Happy as Lazzaro is the third feature from Italian director Alice Rohrwacher. It’s a strange film, outlining a tale of a callous tobacco baroness, her feckless son, and the damage their self-interest inflicts on a small group of poor agricultural labourers who believe themselves to be indentured serfs. We see events unfold from the perspective of one of their number, a young boy called Lazzaro. This unhappy group toil relentlessly, unaware that Italy has outlawed share-cropping, and with it the system of indentured servitude that lingered in the Italian countryside. Effectively, the workers see themselves as ‘belonging’ to the Marchesa (played by a chilly Nicoletta Braschi).
When the Marchesa’s chain-smoking teenage son visits the remote estate, he entangles the guileless Lazzaro in his plot to inveigle money from his cold and distant mother.

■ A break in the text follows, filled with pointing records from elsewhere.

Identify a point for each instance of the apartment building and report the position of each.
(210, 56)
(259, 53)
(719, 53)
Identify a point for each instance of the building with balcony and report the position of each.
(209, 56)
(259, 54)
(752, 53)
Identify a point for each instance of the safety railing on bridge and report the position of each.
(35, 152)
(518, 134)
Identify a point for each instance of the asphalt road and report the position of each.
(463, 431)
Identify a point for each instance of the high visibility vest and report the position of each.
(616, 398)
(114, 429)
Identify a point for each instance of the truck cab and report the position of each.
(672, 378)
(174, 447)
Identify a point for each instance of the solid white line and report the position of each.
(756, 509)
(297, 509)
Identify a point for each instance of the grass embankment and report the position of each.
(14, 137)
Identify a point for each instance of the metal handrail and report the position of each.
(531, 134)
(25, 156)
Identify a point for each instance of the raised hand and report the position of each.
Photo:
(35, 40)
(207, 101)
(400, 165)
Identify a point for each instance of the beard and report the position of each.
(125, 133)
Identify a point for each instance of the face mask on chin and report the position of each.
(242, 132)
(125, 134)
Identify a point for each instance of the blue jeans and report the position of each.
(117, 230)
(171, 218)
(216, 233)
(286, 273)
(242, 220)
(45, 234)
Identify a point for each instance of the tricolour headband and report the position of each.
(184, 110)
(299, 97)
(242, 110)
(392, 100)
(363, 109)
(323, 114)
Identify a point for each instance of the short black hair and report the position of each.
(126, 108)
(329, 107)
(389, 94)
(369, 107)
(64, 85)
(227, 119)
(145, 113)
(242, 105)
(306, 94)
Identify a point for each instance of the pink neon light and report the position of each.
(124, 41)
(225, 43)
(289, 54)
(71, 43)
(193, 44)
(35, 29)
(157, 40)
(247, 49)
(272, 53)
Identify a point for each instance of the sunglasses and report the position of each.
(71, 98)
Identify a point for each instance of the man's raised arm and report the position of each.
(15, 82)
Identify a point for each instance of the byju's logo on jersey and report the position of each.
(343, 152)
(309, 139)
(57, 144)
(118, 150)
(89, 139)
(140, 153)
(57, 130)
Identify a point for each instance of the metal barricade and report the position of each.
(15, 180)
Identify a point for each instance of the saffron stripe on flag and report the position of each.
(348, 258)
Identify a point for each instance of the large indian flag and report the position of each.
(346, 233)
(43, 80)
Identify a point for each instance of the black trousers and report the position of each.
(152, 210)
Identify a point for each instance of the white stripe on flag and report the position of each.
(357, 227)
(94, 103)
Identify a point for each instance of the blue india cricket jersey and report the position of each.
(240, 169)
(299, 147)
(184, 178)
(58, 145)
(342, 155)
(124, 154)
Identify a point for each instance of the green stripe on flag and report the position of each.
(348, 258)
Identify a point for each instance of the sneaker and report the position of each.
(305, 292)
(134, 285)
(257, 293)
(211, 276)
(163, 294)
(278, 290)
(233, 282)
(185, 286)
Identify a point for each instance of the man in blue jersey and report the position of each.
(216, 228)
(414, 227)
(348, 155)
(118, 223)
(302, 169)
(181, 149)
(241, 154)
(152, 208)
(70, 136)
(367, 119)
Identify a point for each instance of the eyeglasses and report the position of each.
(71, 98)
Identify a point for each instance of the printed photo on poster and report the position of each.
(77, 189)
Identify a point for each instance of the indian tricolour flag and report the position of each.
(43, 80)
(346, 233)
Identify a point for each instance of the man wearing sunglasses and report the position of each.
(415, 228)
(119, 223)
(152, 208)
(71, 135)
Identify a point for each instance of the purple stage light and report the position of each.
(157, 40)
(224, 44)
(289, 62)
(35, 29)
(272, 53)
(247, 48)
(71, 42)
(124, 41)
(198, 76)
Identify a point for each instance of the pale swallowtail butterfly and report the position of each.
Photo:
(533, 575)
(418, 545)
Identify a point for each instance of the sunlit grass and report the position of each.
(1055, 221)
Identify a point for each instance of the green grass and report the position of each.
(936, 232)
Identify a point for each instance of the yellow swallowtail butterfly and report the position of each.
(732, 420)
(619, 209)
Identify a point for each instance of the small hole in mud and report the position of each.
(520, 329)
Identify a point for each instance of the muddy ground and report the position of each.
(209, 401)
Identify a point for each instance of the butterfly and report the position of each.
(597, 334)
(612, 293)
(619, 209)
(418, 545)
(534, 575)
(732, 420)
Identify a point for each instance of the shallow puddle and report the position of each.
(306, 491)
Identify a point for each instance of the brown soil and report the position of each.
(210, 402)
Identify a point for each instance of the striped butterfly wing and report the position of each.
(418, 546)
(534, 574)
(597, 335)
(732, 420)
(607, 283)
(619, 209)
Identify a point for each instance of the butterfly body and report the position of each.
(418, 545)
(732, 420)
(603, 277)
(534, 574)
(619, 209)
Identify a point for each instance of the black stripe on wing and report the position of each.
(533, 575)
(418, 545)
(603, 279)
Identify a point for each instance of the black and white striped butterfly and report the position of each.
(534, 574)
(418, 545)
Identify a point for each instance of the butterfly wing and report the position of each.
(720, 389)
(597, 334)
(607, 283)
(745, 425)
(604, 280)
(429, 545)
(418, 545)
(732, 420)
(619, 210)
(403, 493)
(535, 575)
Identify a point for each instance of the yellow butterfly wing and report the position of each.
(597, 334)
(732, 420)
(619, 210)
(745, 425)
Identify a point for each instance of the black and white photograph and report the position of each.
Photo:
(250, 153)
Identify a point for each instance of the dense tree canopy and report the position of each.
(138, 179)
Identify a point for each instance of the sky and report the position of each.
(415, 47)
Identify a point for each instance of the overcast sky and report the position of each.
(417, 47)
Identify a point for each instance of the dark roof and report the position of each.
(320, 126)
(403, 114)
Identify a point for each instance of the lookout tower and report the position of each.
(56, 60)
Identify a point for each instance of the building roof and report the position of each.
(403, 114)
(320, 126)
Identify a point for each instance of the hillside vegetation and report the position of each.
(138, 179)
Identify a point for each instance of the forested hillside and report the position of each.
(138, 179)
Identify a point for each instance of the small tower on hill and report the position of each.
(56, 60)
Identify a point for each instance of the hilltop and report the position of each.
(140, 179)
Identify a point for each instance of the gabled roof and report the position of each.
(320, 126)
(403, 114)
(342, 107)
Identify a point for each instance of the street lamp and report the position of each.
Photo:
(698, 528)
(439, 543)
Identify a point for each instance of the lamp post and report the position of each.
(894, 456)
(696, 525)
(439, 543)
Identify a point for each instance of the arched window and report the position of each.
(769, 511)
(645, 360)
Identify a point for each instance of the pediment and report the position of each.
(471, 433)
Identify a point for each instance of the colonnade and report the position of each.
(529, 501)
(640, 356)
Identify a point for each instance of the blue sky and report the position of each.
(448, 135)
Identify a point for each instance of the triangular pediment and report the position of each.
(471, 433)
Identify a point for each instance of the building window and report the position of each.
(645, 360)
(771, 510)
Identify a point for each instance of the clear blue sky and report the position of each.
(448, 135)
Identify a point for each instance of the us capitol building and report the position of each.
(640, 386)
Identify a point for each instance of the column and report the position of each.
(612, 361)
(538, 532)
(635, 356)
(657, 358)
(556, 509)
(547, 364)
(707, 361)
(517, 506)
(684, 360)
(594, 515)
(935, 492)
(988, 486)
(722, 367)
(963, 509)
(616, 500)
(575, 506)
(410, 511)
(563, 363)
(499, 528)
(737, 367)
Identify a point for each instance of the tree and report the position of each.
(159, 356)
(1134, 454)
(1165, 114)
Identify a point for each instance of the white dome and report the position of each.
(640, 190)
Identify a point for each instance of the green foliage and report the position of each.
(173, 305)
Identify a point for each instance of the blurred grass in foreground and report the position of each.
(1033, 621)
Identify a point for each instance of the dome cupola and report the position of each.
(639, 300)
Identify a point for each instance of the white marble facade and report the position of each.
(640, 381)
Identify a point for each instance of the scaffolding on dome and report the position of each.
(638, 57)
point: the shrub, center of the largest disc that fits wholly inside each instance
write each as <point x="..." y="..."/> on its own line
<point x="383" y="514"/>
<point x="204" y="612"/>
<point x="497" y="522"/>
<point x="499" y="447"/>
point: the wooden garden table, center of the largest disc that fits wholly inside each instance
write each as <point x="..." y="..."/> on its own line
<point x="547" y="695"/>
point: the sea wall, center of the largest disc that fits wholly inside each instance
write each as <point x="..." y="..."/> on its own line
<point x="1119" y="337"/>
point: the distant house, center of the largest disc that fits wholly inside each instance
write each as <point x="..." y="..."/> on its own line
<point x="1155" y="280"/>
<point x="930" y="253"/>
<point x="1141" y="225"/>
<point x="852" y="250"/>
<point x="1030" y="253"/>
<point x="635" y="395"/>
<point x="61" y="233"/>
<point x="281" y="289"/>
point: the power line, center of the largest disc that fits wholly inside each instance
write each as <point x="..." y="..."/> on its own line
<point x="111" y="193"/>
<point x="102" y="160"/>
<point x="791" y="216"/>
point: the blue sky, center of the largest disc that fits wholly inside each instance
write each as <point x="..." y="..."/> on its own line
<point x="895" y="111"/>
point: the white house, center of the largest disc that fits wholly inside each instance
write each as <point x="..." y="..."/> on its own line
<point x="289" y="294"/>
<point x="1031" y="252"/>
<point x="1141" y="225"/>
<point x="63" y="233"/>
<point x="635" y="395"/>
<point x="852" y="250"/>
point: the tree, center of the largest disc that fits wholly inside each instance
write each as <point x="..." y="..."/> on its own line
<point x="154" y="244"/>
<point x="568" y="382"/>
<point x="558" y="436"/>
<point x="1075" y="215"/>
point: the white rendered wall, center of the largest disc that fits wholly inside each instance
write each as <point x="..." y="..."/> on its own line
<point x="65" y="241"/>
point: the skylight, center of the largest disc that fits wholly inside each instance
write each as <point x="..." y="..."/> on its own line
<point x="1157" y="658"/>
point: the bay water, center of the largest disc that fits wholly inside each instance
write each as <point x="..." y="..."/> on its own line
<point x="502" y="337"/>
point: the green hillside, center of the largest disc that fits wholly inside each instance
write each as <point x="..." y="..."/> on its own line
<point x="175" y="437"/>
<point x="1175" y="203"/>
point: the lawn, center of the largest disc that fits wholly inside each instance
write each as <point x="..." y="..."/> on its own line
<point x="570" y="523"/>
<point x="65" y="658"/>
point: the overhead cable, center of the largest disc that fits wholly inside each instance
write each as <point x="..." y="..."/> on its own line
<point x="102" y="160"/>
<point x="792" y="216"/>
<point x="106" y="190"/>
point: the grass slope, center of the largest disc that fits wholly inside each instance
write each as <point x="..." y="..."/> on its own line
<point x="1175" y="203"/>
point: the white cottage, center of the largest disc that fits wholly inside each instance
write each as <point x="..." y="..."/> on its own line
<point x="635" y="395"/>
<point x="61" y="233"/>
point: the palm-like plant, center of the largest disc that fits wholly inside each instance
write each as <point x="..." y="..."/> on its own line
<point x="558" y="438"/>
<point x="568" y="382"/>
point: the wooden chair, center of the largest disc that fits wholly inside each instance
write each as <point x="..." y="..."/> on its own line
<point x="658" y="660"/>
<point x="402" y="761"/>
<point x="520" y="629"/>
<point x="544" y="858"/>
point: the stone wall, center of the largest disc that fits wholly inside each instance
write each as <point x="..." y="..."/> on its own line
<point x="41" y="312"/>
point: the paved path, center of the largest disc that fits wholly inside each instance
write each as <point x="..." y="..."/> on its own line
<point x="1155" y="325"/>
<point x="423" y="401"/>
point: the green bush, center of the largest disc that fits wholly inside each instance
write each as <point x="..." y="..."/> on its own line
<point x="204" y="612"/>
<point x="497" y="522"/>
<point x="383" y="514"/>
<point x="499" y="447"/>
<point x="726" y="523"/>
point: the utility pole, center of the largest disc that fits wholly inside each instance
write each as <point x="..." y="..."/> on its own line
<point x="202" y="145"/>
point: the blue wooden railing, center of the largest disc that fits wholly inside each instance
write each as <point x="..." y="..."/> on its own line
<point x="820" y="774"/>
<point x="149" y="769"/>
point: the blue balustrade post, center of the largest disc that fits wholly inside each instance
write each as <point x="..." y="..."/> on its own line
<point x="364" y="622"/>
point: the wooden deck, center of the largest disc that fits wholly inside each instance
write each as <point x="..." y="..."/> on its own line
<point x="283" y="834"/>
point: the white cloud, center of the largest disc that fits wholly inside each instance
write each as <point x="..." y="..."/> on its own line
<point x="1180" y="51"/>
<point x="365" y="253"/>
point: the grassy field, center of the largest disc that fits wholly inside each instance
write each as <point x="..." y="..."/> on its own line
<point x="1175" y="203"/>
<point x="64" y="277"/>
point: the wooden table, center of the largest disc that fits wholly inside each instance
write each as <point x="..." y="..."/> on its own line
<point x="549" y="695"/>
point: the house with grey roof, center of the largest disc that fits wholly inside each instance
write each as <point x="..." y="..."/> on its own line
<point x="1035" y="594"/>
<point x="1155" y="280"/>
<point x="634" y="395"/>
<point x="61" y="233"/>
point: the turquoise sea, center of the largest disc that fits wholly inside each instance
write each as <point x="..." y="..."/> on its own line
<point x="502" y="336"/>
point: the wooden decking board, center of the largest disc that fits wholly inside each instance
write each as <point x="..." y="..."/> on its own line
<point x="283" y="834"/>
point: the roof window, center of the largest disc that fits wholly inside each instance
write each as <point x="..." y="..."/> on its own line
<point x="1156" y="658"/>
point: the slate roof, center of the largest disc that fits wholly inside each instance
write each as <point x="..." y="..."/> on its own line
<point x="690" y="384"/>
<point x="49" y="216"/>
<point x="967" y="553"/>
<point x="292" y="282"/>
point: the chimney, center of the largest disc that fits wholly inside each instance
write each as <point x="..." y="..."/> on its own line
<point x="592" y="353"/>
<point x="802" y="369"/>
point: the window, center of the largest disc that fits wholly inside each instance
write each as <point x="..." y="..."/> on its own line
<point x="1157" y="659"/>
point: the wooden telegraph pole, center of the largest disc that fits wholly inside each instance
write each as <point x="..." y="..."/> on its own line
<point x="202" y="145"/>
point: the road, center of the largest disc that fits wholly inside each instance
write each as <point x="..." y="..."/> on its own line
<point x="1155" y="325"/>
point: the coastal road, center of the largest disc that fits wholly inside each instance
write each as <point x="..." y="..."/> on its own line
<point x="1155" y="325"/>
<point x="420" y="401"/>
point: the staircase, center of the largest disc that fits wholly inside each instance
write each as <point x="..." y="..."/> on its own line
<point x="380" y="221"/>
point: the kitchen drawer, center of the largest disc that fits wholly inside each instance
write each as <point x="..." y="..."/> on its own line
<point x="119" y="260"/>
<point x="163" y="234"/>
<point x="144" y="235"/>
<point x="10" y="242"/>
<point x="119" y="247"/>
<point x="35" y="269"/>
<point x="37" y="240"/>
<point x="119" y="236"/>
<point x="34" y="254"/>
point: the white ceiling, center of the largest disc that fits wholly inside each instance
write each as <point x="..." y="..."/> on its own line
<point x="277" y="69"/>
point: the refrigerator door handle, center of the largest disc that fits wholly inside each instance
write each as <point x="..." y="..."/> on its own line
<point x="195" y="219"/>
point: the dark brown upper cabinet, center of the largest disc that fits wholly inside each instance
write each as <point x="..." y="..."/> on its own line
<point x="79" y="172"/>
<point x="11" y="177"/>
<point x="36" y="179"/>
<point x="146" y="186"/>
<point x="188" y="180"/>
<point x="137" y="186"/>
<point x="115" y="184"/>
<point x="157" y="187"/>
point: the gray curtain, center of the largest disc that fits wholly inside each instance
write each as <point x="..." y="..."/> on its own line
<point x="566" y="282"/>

The plot fails miserably, of course, but it puts into motion the events that lead to the ‘liberation’ of these hoodwinked rustics.
Adriano Tardiolo plays Lazzaro as a moon-faced innocent. The son of nobody, but the dogsbody for the extended family network that comprises the labourers. Luca Chikovani plays the cynically entitled Tancredi – who makes a pretence of disapproval for his mother’s swindle, but perpetuates the lie regardless.

When the Marchesa’s bizarre ruse is rumbled, her former serfs must find their feet in the modern Italy – and the film seeks to draw sharp lines between the status of the underclass across the ages.
Happy as Lazzaro is an allegory about exploitation, and the worst of humanity. Lazzaro is a symbol of goodness, and the film asks whether goodness can survive in the world. Initially, I read the film as attempting to make a statement on the shift to modernity and the exploitation inherent in this slow revolution. But I don’t like this reading. We’re clearly shown a modern remnant of a semi-feudal system albeit one operating illegally. This glimpse is reminder enough that ‘pre-modern’ entailed plenty of exploitation, and that it’s a false start to mythologise the past in this way. Through every age, it seems clear, there have been elites and with them, a put-upon peasantry. Whether in the pre-modern, the modern, or the late-modern of neoliberal capitalism.
Rohrwacher has discussed the ideas behind the film in relation to the experience of migrants and refugees, persons who have no experience of modernity or urban living, who are suddenly destitute in a dystopian cityscape. The panic of a refugee crisis is certainly a motivating theme of Italian politics right now. The film shows the new serfdom of migrant labour in the agricultural sector, as persons assemble to make the lowest bid for back-breaking work, while being told how lucky they are to have it. In her allegory, the displaced peasant workers of the Marchesa’s estate arrive as migrants from a pre-modern age, and Rohrwacher chronicles their navigation of 21st-century city life.
In the postlapserian second half of the film, after the rumble and the expulsion, Alba Rohrwacher slides into a role as one of the former child labourers. Rohrwacher brings a wonderful humaneness to the part – a warmth that brings something new and needed to an otherwise bleak story. Lazzaro himself, our hapless protagonist, offers a pitiable figure, into which we can pour ideas of vulnerability and fragility, but on his own he makes for a curious central figure, more automaton than hero.
The time jump is a fascinating instance of surrealism or magical realism, or whatever you want to call it, if you were being crude, you could call it fantasy. The film doesn’t make any heavy-handed judgements on which life was better – living the lie or bearing the reality. In the end, it invites the viewer to draw the parallels between both.
One of the starkest elements of the film is the physical Italy that it depicts. This is an Italy on film that is defiantly not romantic. The film makes strange with the Italian countryside, in a way I have not seen Italy on screen before.
The film’s vision falters somewhat as it nears its end. The imagery in these final scenes is no longer useful, or else I just found it difficult to navigate the signs. Either way, I felt I had lost the film’s story, or it had lost me. Nevertheless, as I left the cinema (and still) I tried to think about how it could be interpreted.
Happy as Lazzaro is a strange vision – a compelling story of innocence lost that invites many readings and operates, perhaps most successfully, as a fable about exploitation through the ages.